However, scFvs typically show low thermal stability that limits their biomedical and biotechnological applications. In this study, we examined the thermal stability of the human and murine vascular endothelial growth factor antibody scFv fragment by molecular dynamics simulations. A consistent observation was the dissociation of the light-chain (VL) and heavy-chain (VH) domains and loss of the native
structures of both domains in the simulations at the elevated temperatures. The stability-limiting structural elements in the protein were revealed from the detailed analyses on the native contacts. We found that dissociation of the VL-VH domains was the first event leading to the unfolding of the native structure of the protein and the disruption of the VL-VH selleck kinase inhibitor interface was largely due to the break of the interfacial hydrophobic and aromatic interactions while the hydrogen-bonding interaction between Gln38 in VL and Gln39 in VH remained. Within the beta-barrel structure of the VL and VH domains, beta-strands beta 6, beta 2 and beta 11 appeared to be the least stable.
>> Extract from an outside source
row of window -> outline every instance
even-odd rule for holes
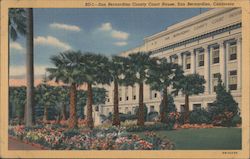
[[[218,84],[218,78],[219,78],[220,73],[214,73],[212,75],[212,85],[213,85],[213,91],[216,92],[216,86]],[[237,70],[231,70],[228,72],[228,88],[229,90],[237,90]],[[134,90],[134,91],[133,91]],[[120,88],[118,90],[119,92],[119,101],[122,101],[122,89]],[[150,90],[150,99],[157,98],[157,93],[156,91]],[[135,87],[132,88],[132,97],[133,100],[136,100],[136,95],[135,95]],[[128,96],[128,87],[125,87],[125,100],[129,100]],[[110,99],[107,99],[108,102],[110,102]]]
[[[219,51],[219,46],[215,46],[211,50],[211,55],[212,55],[212,64],[217,64],[220,62],[220,51]],[[229,44],[228,48],[228,60],[236,60],[237,59],[237,45],[236,42],[232,42]],[[197,61],[198,61],[198,67],[204,66],[204,50],[199,50],[197,52]],[[191,54],[188,53],[186,54],[185,60],[185,69],[190,69],[191,68]],[[178,63],[178,57],[175,56],[172,58],[173,63]]]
In addition, we found that the VH domain was more thermally resistant than the VL domain. Based on these findings, we discussed potential strategies to improve the stability of this therapeutically important scFv fragment.”
“Norovirus Aurora Kinase inhibitor genotype II.3 (GII.3) strains are a major cause of sporadic gastroenteritis. Intergenic recombination between the capsid and RNA-dependent Orotic acid RNA polymerase (RdRp) genes is common and results in the acquisition of an alternative
RdRp genotype. This study aimed to explore the evolution of the GII. 3 capsid gene, focusing on the influence of intergenic recombination. The capsid genes from six GII. 3 norovirus strains, collected from Australian children between 2001 and 2010, were sequenced and aligned with 66 GII. 3 capsid sequences from GenBank, spanning 1975 to 2010. The GII. 3 capsid gene evolved at a rate of 4.16 x 10(-3) to 6.97 x 10(-3) nucleotide substitutions/site/year from 1975 to 2010 and clustered into five temporally sequential lineages. Clustering of the GII. 3 capsid gene sequences was associated with intergenic recombination and switches between RdRp genotypes GII.3, GII.a, GII.b, GII.12, and an undefined ancestral RdRp. Comparison of the substitution rate of the GII. 3 and GII.b RdRps suggested that RdRp switching allows a higher evolutionary rate, leading to increased genetic diversity and adaptability. Alignment of GII. 3 capsid sequences revealed 36 lineage-specific conserved amino acid substitutions, four of which were under positive selection. Many conserved substitutions were within predicted antibody binding regions and close to host attachment factor binding sites. In conclusion, evolution of GII.